Si des équipes, ici et là, se prévalent d'avoir trouvé des traitements prometteurs sur le coronavirus, aucun d'entre eux encore n'a fait ses preuves, a averti l'Organisation mondiale de la santé. Mais partout dans le monde, les chercheurs sont au travail. Des pistes sont à l'étude, et certaines, déjà expérimentées.

 Les touristes asiatiques portent des masques de protection Rue de Rivoli
Les touristes asiatiques portent des masques de protection Rue de Rivoli © AFP / EMMANUEL FRADIN

Plus de 24 000 cas confirmés en Chine, 200 autres répartis à travers une vingtaine de pays : face à l'épidémie de coronavirus, les mesures de confinement se poursuivent. Pendant ce temps, les équipes de chercheurs sont à pied d'oeuvre pour trouver un traitement.

Plusieurs molécules à disposition

Pour l'instant, rien de probant. Alors dans l'urgence, on essaie tout bêtement avec ce qu'on a. Les infectiologues ne sont pas totalement démunis : ils ont plusieurs molécules à disposition. De l'Interféron, par exemple, qui dope le système immunitaire du patient. Il a longtemps été utilisé en France, notamment dans le traitement contre l'hépatite C, mais il est lourd d'effets secondaires très difficiles à supporter, et ne peut pas être donné à tout le monde. Il y a aussi la Ribavirine, qui bloque la réplication de certains virus.

Ils ont également des médicaments déjà utilisés en trithérapie VIH, comme le Kaletra. Produit par le laboratoire américain Abbott, celui-ci associe deux molécules antivirales, Lopinavir et Ritonavir.
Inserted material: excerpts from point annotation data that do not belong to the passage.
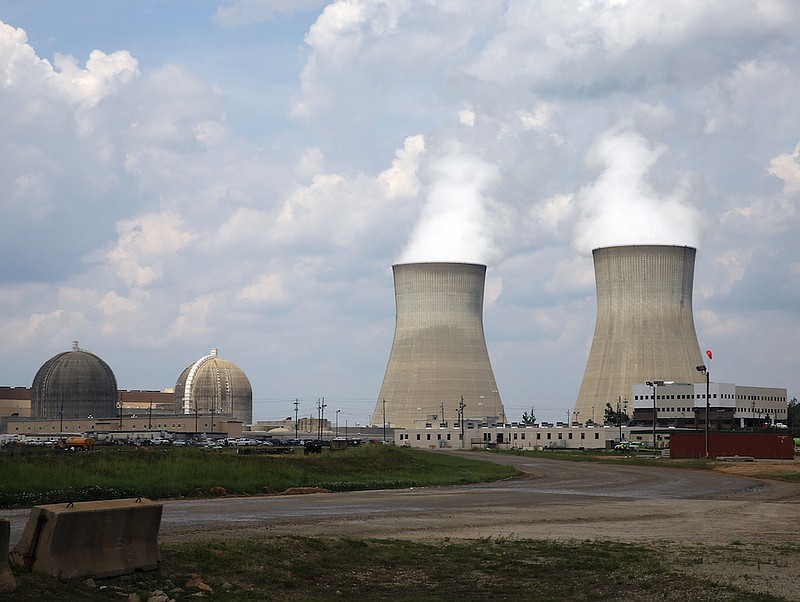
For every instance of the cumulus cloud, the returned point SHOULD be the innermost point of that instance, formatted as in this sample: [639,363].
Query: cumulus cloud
[144,244]
[786,166]
[141,205]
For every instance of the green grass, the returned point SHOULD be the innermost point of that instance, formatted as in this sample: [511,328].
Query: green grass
[299,568]
[162,472]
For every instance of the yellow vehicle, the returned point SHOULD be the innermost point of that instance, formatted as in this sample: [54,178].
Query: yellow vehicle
[74,443]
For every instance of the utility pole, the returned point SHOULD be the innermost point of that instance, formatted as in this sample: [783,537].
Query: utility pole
[319,420]
[296,425]
[461,407]
[322,418]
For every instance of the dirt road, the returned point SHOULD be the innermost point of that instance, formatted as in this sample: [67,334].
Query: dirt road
[684,512]
[557,499]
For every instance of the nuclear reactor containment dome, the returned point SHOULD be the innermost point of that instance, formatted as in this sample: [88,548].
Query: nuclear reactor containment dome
[74,384]
[439,351]
[212,384]
[645,326]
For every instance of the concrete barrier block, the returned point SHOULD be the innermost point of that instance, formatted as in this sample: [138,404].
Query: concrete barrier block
[7,581]
[98,539]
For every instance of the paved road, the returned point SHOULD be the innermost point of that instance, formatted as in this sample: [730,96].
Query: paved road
[556,499]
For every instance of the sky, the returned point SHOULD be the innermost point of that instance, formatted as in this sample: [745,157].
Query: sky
[182,175]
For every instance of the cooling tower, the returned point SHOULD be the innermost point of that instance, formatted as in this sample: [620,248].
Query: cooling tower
[439,351]
[645,327]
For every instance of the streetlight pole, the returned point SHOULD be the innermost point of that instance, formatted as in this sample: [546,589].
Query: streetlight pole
[702,368]
[296,424]
[461,407]
[654,385]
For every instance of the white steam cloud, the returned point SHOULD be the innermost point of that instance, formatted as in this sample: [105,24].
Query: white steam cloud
[623,207]
[460,221]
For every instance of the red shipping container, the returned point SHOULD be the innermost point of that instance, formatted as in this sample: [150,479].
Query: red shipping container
[763,446]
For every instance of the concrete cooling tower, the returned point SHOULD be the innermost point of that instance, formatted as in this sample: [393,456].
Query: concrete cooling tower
[439,351]
[645,327]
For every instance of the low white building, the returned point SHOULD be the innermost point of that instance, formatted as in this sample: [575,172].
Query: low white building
[729,406]
[473,433]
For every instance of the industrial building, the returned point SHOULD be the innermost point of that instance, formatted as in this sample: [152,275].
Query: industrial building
[468,434]
[215,386]
[439,362]
[644,329]
[729,406]
[74,384]
[76,392]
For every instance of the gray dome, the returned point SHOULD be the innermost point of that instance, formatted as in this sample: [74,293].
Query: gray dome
[214,384]
[77,383]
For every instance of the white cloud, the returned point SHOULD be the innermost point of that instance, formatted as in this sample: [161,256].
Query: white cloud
[145,243]
[786,166]
[143,208]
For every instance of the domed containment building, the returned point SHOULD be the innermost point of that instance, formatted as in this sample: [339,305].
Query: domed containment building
[212,384]
[74,384]
[439,353]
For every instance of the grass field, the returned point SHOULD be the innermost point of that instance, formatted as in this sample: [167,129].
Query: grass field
[163,472]
[297,568]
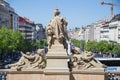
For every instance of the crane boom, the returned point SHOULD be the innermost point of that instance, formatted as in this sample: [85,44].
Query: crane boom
[112,5]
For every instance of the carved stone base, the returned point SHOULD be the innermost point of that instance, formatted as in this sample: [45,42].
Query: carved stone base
[57,65]
[88,75]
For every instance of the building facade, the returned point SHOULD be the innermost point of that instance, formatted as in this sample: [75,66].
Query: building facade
[40,32]
[8,17]
[27,27]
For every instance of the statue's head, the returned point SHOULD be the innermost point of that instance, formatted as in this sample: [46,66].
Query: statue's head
[56,12]
[27,53]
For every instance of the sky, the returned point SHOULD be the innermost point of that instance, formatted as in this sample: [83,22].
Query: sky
[78,13]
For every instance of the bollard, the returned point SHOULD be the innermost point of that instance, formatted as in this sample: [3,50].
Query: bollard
[4,75]
[0,75]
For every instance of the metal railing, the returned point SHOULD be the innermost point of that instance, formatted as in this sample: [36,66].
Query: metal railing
[113,75]
[3,75]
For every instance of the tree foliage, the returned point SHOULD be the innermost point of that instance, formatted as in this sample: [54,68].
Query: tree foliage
[102,46]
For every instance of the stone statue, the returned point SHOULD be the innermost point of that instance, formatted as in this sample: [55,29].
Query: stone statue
[84,61]
[30,61]
[56,30]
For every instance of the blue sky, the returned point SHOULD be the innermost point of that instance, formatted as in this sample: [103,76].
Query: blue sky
[78,13]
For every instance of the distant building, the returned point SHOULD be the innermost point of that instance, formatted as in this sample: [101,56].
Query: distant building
[8,17]
[104,33]
[27,27]
[4,14]
[40,32]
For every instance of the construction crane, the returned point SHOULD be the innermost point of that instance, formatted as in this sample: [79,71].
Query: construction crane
[112,6]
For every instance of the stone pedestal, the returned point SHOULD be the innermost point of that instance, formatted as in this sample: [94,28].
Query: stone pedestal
[57,65]
[88,75]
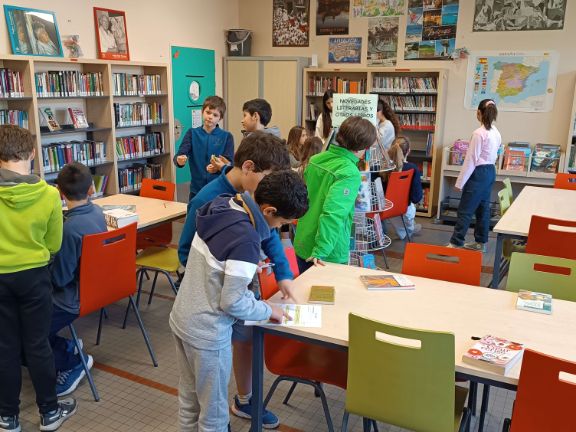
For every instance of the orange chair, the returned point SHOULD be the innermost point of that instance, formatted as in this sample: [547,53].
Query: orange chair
[297,361]
[565,181]
[544,401]
[442,263]
[552,237]
[112,251]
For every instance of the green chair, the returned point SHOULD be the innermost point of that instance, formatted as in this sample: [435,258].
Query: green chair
[399,384]
[550,275]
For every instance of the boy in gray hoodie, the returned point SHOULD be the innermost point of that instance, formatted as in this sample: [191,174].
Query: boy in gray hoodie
[214,293]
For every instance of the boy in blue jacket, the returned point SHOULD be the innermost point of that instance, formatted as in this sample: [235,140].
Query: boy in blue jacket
[83,218]
[258,155]
[214,293]
[207,148]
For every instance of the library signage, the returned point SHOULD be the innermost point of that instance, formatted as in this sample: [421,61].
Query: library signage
[349,105]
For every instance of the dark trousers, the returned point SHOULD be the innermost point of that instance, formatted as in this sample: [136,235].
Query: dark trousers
[25,315]
[63,349]
[475,201]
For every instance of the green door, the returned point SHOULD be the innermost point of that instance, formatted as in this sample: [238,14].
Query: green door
[193,80]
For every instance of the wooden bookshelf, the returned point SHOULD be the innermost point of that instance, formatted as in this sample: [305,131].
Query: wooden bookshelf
[99,109]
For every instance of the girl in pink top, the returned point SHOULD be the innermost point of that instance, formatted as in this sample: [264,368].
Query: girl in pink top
[476,180]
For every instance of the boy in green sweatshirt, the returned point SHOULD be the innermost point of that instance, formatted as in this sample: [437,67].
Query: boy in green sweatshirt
[30,231]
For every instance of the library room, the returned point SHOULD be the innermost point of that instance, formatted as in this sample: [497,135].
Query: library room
[292,215]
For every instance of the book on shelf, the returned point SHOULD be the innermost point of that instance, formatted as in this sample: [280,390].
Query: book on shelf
[119,218]
[534,302]
[78,118]
[322,294]
[388,282]
[494,354]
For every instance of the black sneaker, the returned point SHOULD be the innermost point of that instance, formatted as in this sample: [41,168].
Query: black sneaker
[53,420]
[9,424]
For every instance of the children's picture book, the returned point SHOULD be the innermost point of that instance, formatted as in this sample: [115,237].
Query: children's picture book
[494,354]
[320,294]
[387,282]
[534,302]
[301,316]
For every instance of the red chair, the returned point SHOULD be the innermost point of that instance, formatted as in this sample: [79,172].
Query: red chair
[112,252]
[552,237]
[297,361]
[544,401]
[565,181]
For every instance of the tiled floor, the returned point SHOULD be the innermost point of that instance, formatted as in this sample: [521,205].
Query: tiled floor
[135,396]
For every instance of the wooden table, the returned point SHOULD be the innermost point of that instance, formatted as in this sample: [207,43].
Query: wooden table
[151,211]
[515,223]
[463,310]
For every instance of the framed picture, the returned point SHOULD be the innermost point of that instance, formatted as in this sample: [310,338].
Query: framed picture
[33,31]
[111,34]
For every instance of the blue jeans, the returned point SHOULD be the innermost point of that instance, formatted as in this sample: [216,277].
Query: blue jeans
[475,200]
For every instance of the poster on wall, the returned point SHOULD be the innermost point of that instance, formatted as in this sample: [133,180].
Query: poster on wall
[382,41]
[344,50]
[518,15]
[431,29]
[372,8]
[291,23]
[516,81]
[332,17]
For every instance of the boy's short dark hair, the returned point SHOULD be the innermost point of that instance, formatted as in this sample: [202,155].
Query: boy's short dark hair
[16,143]
[74,181]
[215,102]
[284,190]
[356,133]
[268,152]
[262,107]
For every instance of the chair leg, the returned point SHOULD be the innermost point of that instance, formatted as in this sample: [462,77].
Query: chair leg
[143,330]
[84,365]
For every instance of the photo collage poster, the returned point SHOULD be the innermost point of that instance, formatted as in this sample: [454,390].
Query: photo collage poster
[431,29]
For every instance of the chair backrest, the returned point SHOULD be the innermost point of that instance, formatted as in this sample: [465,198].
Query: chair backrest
[268,284]
[107,268]
[443,263]
[545,399]
[550,275]
[158,189]
[552,237]
[398,191]
[565,181]
[391,381]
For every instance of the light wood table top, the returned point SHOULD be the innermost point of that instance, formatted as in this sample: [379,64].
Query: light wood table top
[437,305]
[150,211]
[548,202]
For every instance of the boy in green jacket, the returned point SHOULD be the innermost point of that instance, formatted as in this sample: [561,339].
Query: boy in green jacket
[333,180]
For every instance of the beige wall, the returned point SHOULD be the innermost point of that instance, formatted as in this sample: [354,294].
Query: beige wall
[551,127]
[152,25]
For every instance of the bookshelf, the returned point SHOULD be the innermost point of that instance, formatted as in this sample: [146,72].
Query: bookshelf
[127,106]
[417,97]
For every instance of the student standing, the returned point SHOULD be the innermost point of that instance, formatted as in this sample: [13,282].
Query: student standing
[206,148]
[476,179]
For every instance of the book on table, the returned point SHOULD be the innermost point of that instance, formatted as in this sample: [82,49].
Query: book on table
[494,354]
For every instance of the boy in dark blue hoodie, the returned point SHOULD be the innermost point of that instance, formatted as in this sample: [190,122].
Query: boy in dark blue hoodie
[83,218]
[214,293]
[207,148]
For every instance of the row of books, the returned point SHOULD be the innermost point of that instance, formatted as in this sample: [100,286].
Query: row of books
[130,178]
[138,146]
[402,84]
[136,85]
[138,114]
[56,155]
[11,83]
[318,85]
[14,117]
[69,83]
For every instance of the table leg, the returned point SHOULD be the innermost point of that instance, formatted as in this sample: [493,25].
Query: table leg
[257,378]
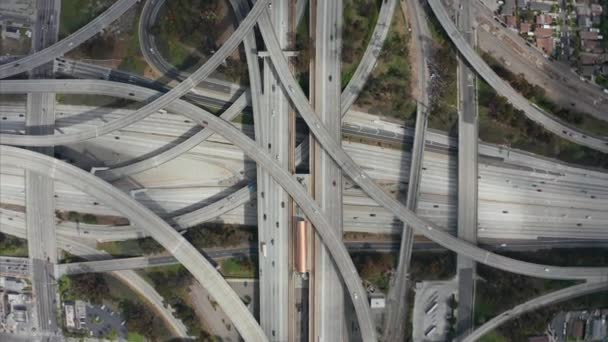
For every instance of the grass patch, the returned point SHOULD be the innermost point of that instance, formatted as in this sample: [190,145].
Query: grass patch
[189,32]
[493,336]
[133,61]
[96,101]
[239,267]
[500,123]
[375,268]
[442,89]
[502,290]
[135,337]
[498,291]
[359,20]
[134,247]
[537,95]
[388,90]
[77,13]
[172,283]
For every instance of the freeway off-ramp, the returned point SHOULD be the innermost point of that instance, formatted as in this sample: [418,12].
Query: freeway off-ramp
[114,89]
[289,184]
[200,268]
[532,111]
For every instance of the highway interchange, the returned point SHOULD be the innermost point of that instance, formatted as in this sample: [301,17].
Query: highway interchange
[324,224]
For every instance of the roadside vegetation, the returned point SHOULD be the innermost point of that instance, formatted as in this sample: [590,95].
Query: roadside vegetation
[388,90]
[12,246]
[378,268]
[500,123]
[141,320]
[172,283]
[115,47]
[77,13]
[239,267]
[189,32]
[220,235]
[359,20]
[442,89]
[133,247]
[498,291]
[536,94]
[96,101]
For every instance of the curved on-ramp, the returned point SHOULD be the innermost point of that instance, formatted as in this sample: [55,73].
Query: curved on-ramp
[159,102]
[425,228]
[311,209]
[130,278]
[171,240]
[533,112]
[284,178]
[175,151]
[70,42]
[533,304]
[348,97]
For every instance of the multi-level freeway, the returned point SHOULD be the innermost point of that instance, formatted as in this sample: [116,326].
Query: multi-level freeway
[40,119]
[16,227]
[533,304]
[200,268]
[326,290]
[295,190]
[511,205]
[561,84]
[533,112]
[467,169]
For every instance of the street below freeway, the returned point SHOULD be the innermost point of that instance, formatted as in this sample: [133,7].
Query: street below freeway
[479,254]
[533,112]
[509,182]
[200,268]
[67,44]
[561,84]
[434,233]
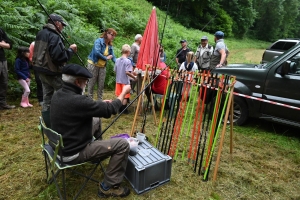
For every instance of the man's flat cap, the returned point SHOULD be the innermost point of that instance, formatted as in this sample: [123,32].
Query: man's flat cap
[76,70]
[57,18]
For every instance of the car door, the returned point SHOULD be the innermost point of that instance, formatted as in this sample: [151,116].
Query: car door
[283,89]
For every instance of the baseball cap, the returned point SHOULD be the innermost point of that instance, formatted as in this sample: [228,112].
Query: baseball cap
[219,34]
[57,18]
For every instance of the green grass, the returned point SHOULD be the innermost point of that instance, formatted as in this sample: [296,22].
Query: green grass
[264,164]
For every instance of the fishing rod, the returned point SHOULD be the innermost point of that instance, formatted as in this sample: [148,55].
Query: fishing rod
[169,118]
[60,33]
[161,122]
[173,113]
[202,76]
[180,110]
[212,94]
[177,98]
[187,134]
[205,176]
[167,96]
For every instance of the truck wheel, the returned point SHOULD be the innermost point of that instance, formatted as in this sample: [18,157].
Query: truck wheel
[240,111]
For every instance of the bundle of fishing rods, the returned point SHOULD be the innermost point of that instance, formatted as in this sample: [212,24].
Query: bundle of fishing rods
[191,116]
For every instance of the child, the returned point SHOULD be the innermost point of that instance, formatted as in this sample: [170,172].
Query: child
[123,69]
[189,65]
[23,74]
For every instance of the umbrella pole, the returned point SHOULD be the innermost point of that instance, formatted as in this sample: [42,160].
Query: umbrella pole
[139,104]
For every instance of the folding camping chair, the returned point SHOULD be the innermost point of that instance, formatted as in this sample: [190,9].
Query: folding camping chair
[55,165]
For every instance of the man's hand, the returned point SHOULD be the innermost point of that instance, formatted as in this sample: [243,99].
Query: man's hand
[73,47]
[126,89]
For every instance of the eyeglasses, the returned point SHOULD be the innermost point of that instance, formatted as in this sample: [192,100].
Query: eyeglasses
[113,35]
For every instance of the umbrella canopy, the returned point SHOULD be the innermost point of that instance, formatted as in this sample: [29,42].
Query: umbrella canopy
[150,47]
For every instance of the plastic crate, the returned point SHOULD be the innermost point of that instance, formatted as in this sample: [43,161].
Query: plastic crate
[147,172]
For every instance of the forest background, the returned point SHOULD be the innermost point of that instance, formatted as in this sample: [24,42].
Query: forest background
[246,23]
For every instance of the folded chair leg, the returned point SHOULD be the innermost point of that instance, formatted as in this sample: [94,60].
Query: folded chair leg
[46,165]
[64,184]
[56,184]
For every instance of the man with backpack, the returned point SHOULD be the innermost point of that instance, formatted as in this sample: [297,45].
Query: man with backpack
[203,54]
[220,54]
[5,43]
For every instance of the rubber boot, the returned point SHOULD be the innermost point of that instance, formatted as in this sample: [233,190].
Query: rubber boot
[24,102]
[46,118]
[27,101]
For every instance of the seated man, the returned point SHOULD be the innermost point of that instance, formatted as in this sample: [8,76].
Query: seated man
[72,115]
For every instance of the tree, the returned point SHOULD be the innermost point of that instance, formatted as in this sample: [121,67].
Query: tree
[243,15]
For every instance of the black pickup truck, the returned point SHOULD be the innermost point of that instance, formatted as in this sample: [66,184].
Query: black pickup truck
[277,81]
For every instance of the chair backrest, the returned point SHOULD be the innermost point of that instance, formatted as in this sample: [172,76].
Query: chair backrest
[54,140]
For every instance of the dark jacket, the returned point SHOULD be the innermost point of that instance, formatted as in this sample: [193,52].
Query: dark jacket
[49,53]
[22,69]
[4,37]
[72,116]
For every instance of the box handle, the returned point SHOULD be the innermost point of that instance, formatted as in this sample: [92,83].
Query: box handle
[155,184]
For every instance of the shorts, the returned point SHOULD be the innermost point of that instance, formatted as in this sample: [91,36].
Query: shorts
[119,88]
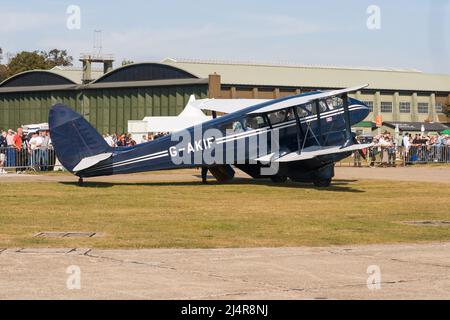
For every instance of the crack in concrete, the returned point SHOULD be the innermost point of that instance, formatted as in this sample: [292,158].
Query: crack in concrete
[208,274]
[421,263]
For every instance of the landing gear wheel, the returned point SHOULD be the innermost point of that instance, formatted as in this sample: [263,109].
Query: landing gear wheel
[278,179]
[322,183]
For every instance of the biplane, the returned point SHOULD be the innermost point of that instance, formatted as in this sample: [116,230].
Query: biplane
[299,137]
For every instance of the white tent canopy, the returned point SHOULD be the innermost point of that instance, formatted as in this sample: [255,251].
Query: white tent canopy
[189,117]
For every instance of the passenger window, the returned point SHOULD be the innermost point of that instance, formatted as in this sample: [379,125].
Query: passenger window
[330,103]
[254,122]
[232,127]
[277,117]
[322,106]
[290,114]
[338,102]
[237,127]
[311,108]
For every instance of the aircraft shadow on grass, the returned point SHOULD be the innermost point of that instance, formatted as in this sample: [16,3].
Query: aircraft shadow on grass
[339,185]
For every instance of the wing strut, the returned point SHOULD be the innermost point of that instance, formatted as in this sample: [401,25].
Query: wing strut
[299,131]
[319,122]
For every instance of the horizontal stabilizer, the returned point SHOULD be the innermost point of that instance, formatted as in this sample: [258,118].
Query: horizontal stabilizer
[315,151]
[266,159]
[88,162]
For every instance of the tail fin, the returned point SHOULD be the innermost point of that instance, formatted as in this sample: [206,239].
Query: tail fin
[74,139]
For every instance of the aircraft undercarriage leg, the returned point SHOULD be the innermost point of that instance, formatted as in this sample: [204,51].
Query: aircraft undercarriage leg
[278,179]
[204,175]
[322,183]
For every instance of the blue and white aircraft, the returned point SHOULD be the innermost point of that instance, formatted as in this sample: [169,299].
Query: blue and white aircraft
[299,137]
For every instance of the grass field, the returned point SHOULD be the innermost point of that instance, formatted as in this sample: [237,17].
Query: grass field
[185,214]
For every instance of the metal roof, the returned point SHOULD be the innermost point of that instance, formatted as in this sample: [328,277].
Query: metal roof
[255,74]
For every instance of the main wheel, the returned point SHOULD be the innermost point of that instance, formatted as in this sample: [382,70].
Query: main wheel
[278,179]
[322,183]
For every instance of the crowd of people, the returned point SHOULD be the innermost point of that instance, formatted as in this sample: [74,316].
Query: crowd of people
[408,148]
[20,150]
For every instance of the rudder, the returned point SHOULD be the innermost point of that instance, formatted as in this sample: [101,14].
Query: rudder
[73,137]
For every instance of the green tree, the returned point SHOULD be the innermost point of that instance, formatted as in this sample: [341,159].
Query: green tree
[25,61]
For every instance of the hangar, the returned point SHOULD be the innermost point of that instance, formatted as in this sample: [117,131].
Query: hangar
[138,90]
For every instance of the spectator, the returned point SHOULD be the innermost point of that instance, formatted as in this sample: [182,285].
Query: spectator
[3,142]
[17,145]
[3,145]
[35,144]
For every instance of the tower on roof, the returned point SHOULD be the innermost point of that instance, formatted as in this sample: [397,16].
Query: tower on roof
[96,56]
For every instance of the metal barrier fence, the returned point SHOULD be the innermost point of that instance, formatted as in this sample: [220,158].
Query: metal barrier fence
[45,159]
[37,160]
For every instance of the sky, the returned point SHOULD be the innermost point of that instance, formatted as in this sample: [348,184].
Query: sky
[411,34]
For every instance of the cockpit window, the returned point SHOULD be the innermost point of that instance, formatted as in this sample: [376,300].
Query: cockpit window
[232,127]
[254,122]
[301,112]
[277,116]
[310,108]
[335,102]
[323,106]
[281,116]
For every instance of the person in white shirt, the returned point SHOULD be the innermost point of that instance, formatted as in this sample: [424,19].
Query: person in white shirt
[109,140]
[35,143]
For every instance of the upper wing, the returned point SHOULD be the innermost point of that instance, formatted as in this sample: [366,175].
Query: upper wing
[312,152]
[226,105]
[305,99]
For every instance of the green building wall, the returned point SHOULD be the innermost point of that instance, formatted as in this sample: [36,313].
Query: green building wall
[108,110]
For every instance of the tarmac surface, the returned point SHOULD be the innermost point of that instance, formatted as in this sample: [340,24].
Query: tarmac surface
[406,271]
[401,271]
[440,174]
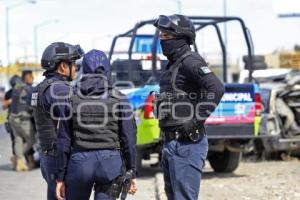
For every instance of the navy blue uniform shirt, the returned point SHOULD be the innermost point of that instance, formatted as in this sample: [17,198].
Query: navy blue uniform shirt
[127,135]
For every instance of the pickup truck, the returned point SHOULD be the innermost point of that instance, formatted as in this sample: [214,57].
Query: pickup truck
[233,124]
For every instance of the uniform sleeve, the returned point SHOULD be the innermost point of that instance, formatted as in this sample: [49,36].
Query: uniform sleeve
[211,89]
[60,109]
[127,134]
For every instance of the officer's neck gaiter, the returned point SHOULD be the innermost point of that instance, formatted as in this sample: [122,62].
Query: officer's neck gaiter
[170,47]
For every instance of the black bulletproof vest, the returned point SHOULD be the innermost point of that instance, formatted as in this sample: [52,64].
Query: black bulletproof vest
[174,106]
[19,98]
[45,125]
[95,122]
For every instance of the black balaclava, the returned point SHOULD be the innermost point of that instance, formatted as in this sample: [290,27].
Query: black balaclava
[170,46]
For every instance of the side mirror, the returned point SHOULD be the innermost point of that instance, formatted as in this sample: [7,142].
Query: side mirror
[258,62]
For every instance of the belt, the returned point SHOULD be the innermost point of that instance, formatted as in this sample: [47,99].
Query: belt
[174,135]
[49,152]
[182,136]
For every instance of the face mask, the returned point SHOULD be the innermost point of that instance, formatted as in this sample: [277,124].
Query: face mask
[170,46]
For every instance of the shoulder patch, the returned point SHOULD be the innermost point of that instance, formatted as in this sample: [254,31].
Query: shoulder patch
[204,70]
[34,99]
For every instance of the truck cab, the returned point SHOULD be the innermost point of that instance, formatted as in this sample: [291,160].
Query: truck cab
[233,124]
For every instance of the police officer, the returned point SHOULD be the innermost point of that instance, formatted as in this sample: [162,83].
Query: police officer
[59,61]
[6,105]
[102,134]
[20,120]
[189,92]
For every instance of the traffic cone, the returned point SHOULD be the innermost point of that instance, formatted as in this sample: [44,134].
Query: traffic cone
[13,160]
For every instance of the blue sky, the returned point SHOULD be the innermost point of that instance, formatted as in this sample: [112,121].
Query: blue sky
[92,23]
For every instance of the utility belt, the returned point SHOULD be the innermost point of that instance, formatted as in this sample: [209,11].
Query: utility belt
[188,132]
[21,115]
[49,152]
[119,187]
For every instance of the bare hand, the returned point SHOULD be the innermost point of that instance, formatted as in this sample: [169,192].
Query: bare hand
[133,187]
[60,190]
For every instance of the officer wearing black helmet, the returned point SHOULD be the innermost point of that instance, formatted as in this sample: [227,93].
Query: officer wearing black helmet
[102,134]
[189,92]
[59,62]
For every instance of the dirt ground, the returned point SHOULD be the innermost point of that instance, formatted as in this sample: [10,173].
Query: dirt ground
[276,180]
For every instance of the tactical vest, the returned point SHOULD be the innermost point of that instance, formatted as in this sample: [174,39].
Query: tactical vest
[173,105]
[95,122]
[19,98]
[45,125]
Sans oublier le Remdesivir, déjà éprouvé, lui, contre le virus Ebola. Avec tout cela, plusieurs stratégies sont déjà expérimentées, en France notamment, et en Chine a fortiori : on utilise le Kaletra seul, ou bien on l'associe par exemple à l'Interferon. 

S'il n'y a pas encore de résultats cliniques,la combinaison a déjà été testée sur le MERS, un autre coronavirus qui sévit au Moyen-Orient. Des traitements dits prophylactiques (préventifs) sont également à l'étude, pour empêcher les personnes ayant été en contact avec le virus de développer la maladie. L'association Kaletra et Ribavirine semble efficace pour le MERS, d'après le professeur Yasdan Yasdanpanah, chef du service des maladies infectieuses à l'hôpital Bichat, à Paris.

Une toxicité déjà connue

Avantage de ces molécules déjà connues : on ne part pas de zéro, on connait déjà leur toxicité. Les utiliser est donc plus aisé et rapide. Elles sont déjà données d'ailleurs en usage "compassionnel" aux patients les plus graves, même si leur efficacité sur le coronavirus n'a pas encore été démontrée par des essais cliniques d'envergure. Des essais que l'OMS encourage aujourd'hui très vivement à mener au plus vite. Parallèlement, d'autres approches sont à l'étude : utiliser des anticorps récupérés sur des patients déjà guéris, et s'en servir pour soigner les malades.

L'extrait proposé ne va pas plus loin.